All of my hopes shattered when I looked at him only to see him shrug and walk away. What the bloody hell!

"I'm coming back to hunt you, Payne" I shouted in frustration. Louis will probably have me locked in some secret hideout of his and come back every night to torture me. I struggled against his grip but he was stronger than me after all.

He chuckled at my attempt. He even had the decency to chuckle at ME right before he was going to torture me and keep me locked away in a secret cabinet.

He took me upstairs, that's where all the room was. And we stopped before his. When he opened the door the only thing I could think about was, he's going to torture me in his room? So much for my death being mysterious.

He pushed me on his bed which was probably the only furniture that I could make out. His entire room was covered with clothes on the floor and the tables. No use of the closet. But I was no better. Half of my clothes were on the floor and the tables were full of the makeups and hair products that the other girls and I shared.

Why in the bloody hell am I thinking about my mess of room and the makeups when I'm probably about to get tortured and hidden from the world. Maybe there was a hidden corridor here inside his room. I looked around and saw nothing except for the closet. Don't tell me he's keeping inside the closet!

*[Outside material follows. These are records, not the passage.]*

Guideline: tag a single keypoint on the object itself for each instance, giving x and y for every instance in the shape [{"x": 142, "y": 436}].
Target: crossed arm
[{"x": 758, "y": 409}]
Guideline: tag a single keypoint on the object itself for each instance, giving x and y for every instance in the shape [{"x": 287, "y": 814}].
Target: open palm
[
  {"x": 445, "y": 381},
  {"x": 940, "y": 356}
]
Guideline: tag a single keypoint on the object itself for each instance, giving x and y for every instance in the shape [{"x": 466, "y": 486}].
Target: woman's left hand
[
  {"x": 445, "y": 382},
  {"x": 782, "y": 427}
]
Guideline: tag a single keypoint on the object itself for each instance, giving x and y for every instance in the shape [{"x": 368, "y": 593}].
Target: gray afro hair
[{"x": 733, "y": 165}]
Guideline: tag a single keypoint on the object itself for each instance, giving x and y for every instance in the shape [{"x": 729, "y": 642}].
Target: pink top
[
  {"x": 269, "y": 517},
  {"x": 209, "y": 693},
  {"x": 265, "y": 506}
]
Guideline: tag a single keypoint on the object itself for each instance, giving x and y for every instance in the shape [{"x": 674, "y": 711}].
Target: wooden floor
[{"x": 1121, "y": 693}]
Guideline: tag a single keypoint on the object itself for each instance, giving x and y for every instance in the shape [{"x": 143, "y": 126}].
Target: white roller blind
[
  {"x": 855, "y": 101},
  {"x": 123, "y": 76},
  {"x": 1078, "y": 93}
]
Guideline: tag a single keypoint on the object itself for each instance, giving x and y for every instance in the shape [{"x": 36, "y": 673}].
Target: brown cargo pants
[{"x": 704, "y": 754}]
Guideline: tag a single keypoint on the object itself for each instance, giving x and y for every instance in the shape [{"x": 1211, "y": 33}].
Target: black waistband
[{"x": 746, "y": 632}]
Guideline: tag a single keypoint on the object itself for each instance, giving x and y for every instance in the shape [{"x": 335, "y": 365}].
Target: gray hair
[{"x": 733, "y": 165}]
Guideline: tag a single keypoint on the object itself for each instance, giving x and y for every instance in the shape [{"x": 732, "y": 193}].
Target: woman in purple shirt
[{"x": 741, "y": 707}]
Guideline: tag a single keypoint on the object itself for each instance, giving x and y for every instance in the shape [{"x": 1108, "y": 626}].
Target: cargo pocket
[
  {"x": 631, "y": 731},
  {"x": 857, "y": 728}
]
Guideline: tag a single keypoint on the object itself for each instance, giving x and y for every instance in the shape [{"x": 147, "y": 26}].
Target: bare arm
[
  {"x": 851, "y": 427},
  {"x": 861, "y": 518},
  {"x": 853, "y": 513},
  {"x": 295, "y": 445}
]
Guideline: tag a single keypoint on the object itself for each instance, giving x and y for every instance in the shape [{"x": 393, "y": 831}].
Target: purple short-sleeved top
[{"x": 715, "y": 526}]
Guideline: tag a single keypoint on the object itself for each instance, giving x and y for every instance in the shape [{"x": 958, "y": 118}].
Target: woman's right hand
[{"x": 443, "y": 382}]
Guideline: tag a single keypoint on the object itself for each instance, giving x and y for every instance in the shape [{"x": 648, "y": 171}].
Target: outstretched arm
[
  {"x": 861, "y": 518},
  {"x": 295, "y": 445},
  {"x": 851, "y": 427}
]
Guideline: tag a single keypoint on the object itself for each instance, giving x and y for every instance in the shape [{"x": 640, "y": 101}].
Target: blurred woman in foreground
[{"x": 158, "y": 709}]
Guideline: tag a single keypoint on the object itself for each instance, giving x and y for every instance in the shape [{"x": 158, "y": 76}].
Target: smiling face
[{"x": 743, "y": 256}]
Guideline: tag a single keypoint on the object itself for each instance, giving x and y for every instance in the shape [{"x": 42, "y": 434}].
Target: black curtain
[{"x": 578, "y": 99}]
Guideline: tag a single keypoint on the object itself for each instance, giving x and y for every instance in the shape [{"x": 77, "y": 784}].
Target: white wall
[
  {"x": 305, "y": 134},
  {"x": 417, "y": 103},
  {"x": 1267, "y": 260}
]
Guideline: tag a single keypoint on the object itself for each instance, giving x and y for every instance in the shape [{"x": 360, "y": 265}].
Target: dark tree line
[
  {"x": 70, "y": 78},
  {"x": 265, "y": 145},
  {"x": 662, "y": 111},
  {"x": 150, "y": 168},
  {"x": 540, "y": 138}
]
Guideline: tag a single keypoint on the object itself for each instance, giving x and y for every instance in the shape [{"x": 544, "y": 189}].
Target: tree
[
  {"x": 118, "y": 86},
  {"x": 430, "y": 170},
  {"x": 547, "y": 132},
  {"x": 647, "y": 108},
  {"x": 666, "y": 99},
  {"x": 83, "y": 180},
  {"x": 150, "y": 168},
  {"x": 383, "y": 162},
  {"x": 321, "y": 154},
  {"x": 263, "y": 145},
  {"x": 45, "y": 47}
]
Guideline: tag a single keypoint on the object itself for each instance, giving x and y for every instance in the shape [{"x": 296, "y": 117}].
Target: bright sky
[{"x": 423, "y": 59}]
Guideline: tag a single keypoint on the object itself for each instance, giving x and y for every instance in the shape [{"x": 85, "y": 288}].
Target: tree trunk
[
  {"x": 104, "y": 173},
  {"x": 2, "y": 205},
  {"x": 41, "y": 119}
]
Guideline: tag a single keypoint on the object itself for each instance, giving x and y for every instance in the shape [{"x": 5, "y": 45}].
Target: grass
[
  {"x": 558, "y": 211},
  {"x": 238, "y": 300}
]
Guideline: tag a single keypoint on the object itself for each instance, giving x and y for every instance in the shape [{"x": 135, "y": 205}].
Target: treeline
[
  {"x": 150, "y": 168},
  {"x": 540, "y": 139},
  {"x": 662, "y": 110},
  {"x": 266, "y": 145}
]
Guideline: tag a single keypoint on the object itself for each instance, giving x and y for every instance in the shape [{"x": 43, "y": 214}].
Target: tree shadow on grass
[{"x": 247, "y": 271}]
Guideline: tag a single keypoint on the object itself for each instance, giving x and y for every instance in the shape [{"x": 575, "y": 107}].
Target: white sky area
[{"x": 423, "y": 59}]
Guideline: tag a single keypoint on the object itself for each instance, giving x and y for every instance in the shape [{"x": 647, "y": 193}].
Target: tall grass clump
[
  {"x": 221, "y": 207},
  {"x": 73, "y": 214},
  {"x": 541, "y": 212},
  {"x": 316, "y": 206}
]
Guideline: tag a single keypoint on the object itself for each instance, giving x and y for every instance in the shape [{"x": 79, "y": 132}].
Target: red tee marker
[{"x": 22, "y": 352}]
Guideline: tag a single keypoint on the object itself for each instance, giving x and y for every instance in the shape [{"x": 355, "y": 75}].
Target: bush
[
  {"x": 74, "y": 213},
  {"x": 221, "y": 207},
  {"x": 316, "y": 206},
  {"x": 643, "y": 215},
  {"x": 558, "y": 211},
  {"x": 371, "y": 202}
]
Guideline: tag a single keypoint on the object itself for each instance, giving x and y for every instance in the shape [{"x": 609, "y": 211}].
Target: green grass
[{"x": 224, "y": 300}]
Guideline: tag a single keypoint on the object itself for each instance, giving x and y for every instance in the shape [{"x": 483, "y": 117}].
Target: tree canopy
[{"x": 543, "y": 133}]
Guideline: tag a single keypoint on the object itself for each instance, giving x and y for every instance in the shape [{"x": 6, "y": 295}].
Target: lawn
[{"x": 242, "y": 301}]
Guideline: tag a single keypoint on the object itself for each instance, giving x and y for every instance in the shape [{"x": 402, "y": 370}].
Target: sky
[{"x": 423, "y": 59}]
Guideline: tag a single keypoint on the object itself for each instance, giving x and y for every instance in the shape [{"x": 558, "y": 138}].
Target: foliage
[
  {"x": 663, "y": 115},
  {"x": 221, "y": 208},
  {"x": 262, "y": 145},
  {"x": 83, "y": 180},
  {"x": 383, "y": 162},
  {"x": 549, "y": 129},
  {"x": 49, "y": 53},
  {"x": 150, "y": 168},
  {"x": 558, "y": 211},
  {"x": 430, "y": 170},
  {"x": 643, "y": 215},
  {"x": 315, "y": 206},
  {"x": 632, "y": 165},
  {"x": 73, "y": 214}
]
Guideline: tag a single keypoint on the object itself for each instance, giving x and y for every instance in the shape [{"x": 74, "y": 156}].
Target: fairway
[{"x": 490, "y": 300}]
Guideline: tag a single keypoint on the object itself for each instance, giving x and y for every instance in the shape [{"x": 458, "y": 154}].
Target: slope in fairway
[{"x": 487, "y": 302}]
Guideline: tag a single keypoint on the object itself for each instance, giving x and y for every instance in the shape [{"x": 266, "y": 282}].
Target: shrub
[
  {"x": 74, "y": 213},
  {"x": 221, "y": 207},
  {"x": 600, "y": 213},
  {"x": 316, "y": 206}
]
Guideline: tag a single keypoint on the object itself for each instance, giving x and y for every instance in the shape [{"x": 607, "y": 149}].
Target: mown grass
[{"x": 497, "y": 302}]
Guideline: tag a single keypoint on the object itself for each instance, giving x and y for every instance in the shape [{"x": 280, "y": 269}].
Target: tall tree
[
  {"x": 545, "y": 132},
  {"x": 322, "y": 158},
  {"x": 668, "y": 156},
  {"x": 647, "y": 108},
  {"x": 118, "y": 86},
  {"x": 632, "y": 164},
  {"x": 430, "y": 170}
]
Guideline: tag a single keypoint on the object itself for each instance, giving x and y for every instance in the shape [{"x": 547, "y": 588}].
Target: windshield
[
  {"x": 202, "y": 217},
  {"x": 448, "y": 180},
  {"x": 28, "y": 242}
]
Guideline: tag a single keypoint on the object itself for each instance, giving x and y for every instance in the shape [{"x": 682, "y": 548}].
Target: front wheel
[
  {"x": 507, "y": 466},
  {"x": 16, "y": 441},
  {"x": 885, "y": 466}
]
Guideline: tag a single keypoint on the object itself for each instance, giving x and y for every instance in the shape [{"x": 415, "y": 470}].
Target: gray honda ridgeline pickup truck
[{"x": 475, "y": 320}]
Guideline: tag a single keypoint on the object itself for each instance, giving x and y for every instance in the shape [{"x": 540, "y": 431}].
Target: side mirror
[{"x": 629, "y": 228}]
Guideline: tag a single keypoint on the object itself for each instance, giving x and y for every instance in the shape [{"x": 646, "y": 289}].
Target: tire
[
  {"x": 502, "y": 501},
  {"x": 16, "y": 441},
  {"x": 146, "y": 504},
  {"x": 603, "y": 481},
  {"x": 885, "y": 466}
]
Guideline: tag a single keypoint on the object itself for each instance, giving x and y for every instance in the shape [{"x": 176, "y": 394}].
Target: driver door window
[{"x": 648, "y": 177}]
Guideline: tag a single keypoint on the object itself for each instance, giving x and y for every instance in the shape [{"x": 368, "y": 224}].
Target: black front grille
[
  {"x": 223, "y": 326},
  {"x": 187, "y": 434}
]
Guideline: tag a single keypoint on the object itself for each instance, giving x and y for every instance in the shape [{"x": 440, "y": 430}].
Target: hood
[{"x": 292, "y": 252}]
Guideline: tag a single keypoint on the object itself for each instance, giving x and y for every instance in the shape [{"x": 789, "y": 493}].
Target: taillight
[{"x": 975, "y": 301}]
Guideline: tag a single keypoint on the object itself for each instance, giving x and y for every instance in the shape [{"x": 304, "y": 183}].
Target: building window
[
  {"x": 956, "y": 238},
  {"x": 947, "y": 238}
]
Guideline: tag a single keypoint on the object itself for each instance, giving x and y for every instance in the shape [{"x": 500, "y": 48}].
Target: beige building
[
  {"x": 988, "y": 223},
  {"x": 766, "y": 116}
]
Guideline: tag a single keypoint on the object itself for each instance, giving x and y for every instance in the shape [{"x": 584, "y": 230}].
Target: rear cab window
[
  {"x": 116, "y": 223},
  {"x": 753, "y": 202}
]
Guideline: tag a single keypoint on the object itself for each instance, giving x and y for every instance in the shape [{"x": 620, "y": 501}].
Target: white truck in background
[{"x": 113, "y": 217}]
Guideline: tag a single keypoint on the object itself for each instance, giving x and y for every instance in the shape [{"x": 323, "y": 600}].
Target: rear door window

I looked back at Louis. He was standing on the door frame. He walked inside and closed the door. When he looked back at me, the look in his eyes. It sent shivers down my spine, here it comes.

I'm not going to be scared, I repeated it to myself. He's going to get fun out of the torture and pain, isn't he? Well not if I give it away. I'm going to keep a neutral face. But how the hell am I supposed to act neutral when he could possibly be cutting my arms and fingers off??